Stall tactics bring shame on court
Delay is the time-honored refuge of lawyers who know they are holding a losing hand. But when ostensibly nonpartisan judges postpone justice for the sole purpose of advancing their own party's political interests, their actions invite contempt for the entire judicial process.
That's precisely what three Republican state Court of Appeals judges did Friday when they properly struck down a cynical challenge to the voter referendum on Michigan's controversial emergency manager law, but then delayed the ruling's implementation in a transparently political effort to frustrate the referendum campaign.
A group called Stand Up for Democracy collected more than 225,000 signatures for a citizens initiative that would overturn Public Act 4, which gives emergency managers appointed by the state vast new powers to administer distressed cities and school districts.
We've opposed efforts to repeal PA 4, but we're satisfied that those seeking a referendum on the law have met the legal requirements to place the issue before voters. So we were troubled when two Republicans on the state Board of Canvassers refused to certify the measure on the specious grounds that the typeface in which the petitions were printed failed to meet the legal type size prescribed by Michigan law.
Like Michigan Elections Director Chris Thomas, we were unpersuaded by the claim of Citizens for Fiscal Responsibility that the typeface two typographers certified was compliant with the 14-point standard was actually fractions of a millimeter too short.
Even more persuasive was the Court of Appeals own 2002 ruling that "all doubts as to technical deficiencies or failure to comply with the exact letter of procedural requirements" should be "resolved infavor of permitting people to vote and express their will on any proposal subject to election.

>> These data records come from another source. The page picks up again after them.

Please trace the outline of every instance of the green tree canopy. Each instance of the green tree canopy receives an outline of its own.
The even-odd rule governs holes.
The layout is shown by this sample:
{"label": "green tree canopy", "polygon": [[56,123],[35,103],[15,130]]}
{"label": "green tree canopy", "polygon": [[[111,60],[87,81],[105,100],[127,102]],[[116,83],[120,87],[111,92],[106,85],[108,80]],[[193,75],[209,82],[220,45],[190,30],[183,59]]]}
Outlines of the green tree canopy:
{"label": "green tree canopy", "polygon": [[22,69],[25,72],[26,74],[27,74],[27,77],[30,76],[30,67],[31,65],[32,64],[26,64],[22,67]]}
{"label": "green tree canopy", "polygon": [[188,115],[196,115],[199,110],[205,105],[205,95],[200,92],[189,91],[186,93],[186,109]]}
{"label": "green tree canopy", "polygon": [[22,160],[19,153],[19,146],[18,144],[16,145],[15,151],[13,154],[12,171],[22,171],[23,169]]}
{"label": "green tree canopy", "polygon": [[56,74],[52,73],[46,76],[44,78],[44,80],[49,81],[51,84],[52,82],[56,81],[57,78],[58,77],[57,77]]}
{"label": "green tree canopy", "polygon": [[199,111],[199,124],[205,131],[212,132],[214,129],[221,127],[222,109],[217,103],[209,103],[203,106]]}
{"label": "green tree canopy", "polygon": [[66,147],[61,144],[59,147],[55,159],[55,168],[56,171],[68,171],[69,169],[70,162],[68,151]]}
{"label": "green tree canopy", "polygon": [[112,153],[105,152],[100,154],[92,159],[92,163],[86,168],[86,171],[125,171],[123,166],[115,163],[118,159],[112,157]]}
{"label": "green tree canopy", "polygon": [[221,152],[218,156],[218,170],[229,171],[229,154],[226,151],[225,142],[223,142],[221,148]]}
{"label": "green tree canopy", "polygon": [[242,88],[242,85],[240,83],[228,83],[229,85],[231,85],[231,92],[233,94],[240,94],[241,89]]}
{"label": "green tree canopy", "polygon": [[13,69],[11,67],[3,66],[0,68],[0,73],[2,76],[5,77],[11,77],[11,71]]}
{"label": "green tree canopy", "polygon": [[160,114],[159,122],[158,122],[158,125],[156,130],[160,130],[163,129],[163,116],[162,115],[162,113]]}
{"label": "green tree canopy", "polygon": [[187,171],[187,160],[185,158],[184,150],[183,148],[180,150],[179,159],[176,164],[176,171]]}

That's the precedent Republican Court of Appeals Judges Kurtis Wilder, Kirsten Frank Kelly and Michael Riordan reluctantly cited to reach the inescapable conclusion that the Board of Canvassers was bound to place the manager law on the November ballot.
But instead of simply applying the law, all three judges expressed the wish that they could ignore the inconvenient precedent and invited a larger panel of Court of Appeals judges to overturn it. So much for impartiality.
If those seeking to block the initiative think the law controlling the case is wrong, they should appeal to the state Supreme Court. The only point of creating an intermediate appellate hurdle is to frustrate the petitioners.The full Court of Appeals should waste no time in ordering the state to enforce the will of 225,000 Michiganders who've clearly signaled their desire for an up-or-down vote on PA 4. Respect for the rule of law will brook no more stall tactics.